How to Plan Fixed Overhead Costs in Cost Accounting
In cost accounting, fixed overhead costs are costs that stay the same even as the level of activity changes. Your goal is to reduce fixed overhead costs and generate more profit.
The name of the game for overhead is to look at the activities that cause you to incur cost and decide if those activities are necessary for production. Here are some planning techniques that can prevent and remove unnecessary fixed overhead costs.
Scheduling overhead costs reduces the chance that you’ll pay more because of an emergency. For example, a well-managed manufacturer schedules repair and maintenance on the machinery, because it’s better to maintain equipment rather than to fix it when it breaks down.

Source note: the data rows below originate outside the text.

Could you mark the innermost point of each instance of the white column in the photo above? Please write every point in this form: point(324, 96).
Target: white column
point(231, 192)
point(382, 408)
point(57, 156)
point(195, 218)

Follow a program of scheduled maintenance (also known as preventive maintenance) to keep equipment running in top condition. If you’re running production around the clock to fill an order, you don’t want to lose time waiting for a machine to be fixed.
Schedule your fixed overhead costs in cost accounting
You can use a schedule to reduce your costs and stick to your spending plan. Reducing your costs should help you maintain a reasonable profit level. When you maintain a schedule, you avoid spending money without fully considering the consequences.
You make better decisions about spending when you plan your spending. Buy only what you need to buy, and if possible, buy office supplies and similar items on a schedule.
At the least, develop a purchasing process. For example, perform a monthly review of your office supplies. Based on that review, make a month-end purchase of what you need. One monthly purchase will reduce the likelihood of frequent, unplanned impulse buys of items you don’t really need.
Consider capacity needs in cost accounting
Any asset that you own (equipment, machinery, vehicles, and so forth) has a limit on its use. For example, a car can operate well for only so long. At some point, repairs become excessive. A machine can produce a product only for a certain number of hours per day. That’s the capacity or duty cycle. If you try to operate beyond that level, similar to the car, the machine — or asset — eventually breaks down.
Relevant range defines the maximum amount that you can produce using the asset. Obviously, when you plan fixed overhead costs, you need to consider the relevant range of your assets.
Capacity planning is the process of figuring the production capacity you need to meet changing demand for your products. You must have the necessary assets in place to meet production requirements. Assume you need to produce 20,000 shirts for the month. If your machinery can produce only 15,000 shirts, you’ve got trouble. But you have choices, each one with consequences.
You could buy or lease another machine (which costs some money), or you could turn away some business (which means less revenue). Maybe you find another manufacturer who can help fill the orders (which means more costs to you). As is often attributed to economist Milton Friedman, There ain’t no such thing as a free lunch. The better you anticipate production requirements, the better the decisions you make.